Darren Walker followed a remarkable career trajectory and personal journey to become the president of the Ford Foundation. Born in 1960 in Lafayette, Louisiana, and raised by a single mother in southeast Texas, he was one of the first children in the country to benefit from the Head Start program. He graduated from the University of Texas in 1982 with a B.A. in Government and a B.S. in Speech Communication. He earned a J.D. from the University of Texas School of Law in 1986 and began working at the international law firm Cleary, Gottlieb, Steen & Hamilton. In 1988, he joined Union Bank of Switzerland (UBS) and spent seven years in its capital markets division. In 1995 he left the corporate world and volunteered for a year in a school in Harlem. He went on to become CEO at Abyssinian Development Corporation, a Harlem-based community organization, which created the first public school in New York City built by a community organization.

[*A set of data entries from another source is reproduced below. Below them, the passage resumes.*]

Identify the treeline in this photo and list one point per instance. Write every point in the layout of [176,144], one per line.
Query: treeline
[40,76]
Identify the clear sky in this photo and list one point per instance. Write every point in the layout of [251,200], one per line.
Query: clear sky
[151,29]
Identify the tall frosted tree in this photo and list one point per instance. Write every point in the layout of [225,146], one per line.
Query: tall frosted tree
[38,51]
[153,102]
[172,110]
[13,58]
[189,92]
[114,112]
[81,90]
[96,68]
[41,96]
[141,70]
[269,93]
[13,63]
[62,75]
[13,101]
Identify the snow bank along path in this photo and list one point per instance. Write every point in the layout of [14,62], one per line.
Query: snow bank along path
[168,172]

From 2002-2010, Walker was vice president for foundation initiatives at the Rockefeller Foundation; in the wake of Hurricane Katrina he led a recovery program for the Foundation. He joined the Ford Foundation in 2010 as vice president for Education, Creativity and Free Expression, one of the foundation’s three major program areas, and managed the Foundation’s regional programming in four offices in Africa and the Middle East. Walker was named president at the Ford Foundation in 2013. The Foundation has identified inequality as the most pressing issue to which their philanthropic efforts and resources should be directed in the near future. He is a fellow of the Institute of Urban Design, a member of the Council on Foreign Relations, and serves on many boards, including the Arcus Foundation, Rockefeller Philanthropy Advisors, and the New York City Ballet.